Holden gazed hard at the creature sitting opposite him. Inside, confidence slightly shaken, he couldn't get a readout on this Roy Batty. Whatever his sixth sense whispered, his honed blade runner instinct, it was all fuzzy and indistinct. At the same time, he knew from experience that these escapees from the off-world colonies survived-or tried to-by playing mind games. "You're going to tell me you're not a replicant?"
"Something like that." Batty wasn't laughing anymore. "You've got it backward, fellow. When I told you I was Roy Batty, I didn't mean some creepy low-watt version of me. I meant me, period. I'm the real Roy Batty. The human one. I'm the… what's it called… the template-"
"Templant," corrected Holden. This was a possibility that hadn't even occurred to him. "That's the technical term."
"Yes… that's it. I'm the templant for that Roy Batty replicant that you and your buddies, you hotshot blade runners, were assigned to retire."
"That one…" Holden's voice went soft, meditative. "Bryant told me that one was dead."
"He was right about that, at least." Batty shook his head in disgust. "That sucker crapped out. Just died. The four-year life span the Tyrell Corporation built into their Nexus-6 models — that's four years under normal operating conditions. It's like buying a new spinner: you put any stress load on at all and your warranty's invalidated. You got a pile of dead meat on your hands, is what you got." His face set even grimmer. "You know, it's embarrassing to have a shoddy buncha products like that walking around with your face on them."
"Wait a minute. You're saying there's more than one?"
"Of course." Batty tilted his head to one side, studying Holden for a moment. "I've noticed this before, that you blade runners just aren't hip to the realities of modern industrial practices. Economics and stuff-I would've thought you'd know this, just to get a handle on what you're doing. The nature of the beast, so to speak.
"Of course there's more than one Roy Batty replicant. You think the Tyrell Corporation would tool up for a whole production run and then just make a single unit? Christ, they're probably making more of 'em right now. And shipping 'em off-world to the colonies, all packed away in their transport module boxes, like big of Ken dolls or something. I understand it was a pretty popular model-the Roy Batty replicant, I mean. Lot of orders came in for it." His face darkened to a scowl. "Not that you'd know it from the royalty statements that I get from the Tyrell Corporation. I tell you, man. That reserve against returns they hold back… it just gripes my ass."
Holden stayed silent for a moment, trying to get his thoughts started up again. He felt the emptiness of the desert's vast unpeopled spaces, just beyond the building's thin walls. Unfamiliar territory, a long way from the Los Angeles that he was used to moving around in. Same way with the stuff that Batty was telling him. "Let me get this straight. You get royalties?" The only question he could think of to ask. "On what? Your personality or something?"

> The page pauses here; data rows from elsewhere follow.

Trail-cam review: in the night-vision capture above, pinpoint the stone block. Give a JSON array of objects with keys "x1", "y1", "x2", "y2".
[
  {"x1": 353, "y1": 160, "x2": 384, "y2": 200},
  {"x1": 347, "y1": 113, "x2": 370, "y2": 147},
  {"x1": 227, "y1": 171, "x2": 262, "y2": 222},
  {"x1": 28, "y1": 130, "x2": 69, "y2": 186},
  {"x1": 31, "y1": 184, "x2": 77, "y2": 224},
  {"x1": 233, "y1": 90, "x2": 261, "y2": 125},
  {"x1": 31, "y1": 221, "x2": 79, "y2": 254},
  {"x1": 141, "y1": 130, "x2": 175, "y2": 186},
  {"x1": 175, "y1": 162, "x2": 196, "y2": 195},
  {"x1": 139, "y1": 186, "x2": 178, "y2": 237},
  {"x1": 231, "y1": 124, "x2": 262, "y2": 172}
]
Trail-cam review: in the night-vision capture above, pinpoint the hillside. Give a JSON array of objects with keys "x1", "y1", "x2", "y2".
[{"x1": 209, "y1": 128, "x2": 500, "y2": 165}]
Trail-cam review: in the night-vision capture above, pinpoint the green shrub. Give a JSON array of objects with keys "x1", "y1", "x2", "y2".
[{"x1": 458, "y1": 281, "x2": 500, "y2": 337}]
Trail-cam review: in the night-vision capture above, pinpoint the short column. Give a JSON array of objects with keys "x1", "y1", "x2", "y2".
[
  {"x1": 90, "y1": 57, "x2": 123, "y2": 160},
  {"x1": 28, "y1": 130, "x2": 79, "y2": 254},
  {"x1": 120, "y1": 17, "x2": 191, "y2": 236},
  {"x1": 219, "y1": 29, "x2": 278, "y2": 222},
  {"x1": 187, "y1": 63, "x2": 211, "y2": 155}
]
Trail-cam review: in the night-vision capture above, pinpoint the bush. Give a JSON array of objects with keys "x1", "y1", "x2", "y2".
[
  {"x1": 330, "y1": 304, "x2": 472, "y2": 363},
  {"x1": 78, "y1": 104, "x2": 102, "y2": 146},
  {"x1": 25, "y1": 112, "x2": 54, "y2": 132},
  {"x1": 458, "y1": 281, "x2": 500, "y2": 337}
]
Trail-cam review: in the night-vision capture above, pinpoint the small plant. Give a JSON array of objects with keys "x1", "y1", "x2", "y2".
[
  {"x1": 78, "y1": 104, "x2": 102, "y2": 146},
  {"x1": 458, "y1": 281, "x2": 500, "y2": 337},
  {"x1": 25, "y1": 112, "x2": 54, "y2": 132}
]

"Hell, yes." Spine going rigid, Batty looked offended. "On my personality, my expertise-my experience. Everything I've got up here." He tapped his forehead. "I've got nearly half a century of smarts, what I was born with and what I developed the hard way; I went into this business when I was barely old enough to shave. And I got my ass handed to me, plenty of times, right off the bat. You become a mercenary, a military combat specialist, as young as I did, they're signing you up to be nothing but cannon fodder. You're a minimum-wage corpse, man." He folded his arms across his chest. "Some of these fuckin' replicants think they got it so bad; they ain't seen shit. I did some tours where the survival rate was one in twenty — Schweinfurt, Provo, Novaya Zemlya. Hell, at Caracas the rate was one in fifty. But I was that one." Setting his hands on his knees, he leaned forward, eyes radiant diamond points. "And you know why?"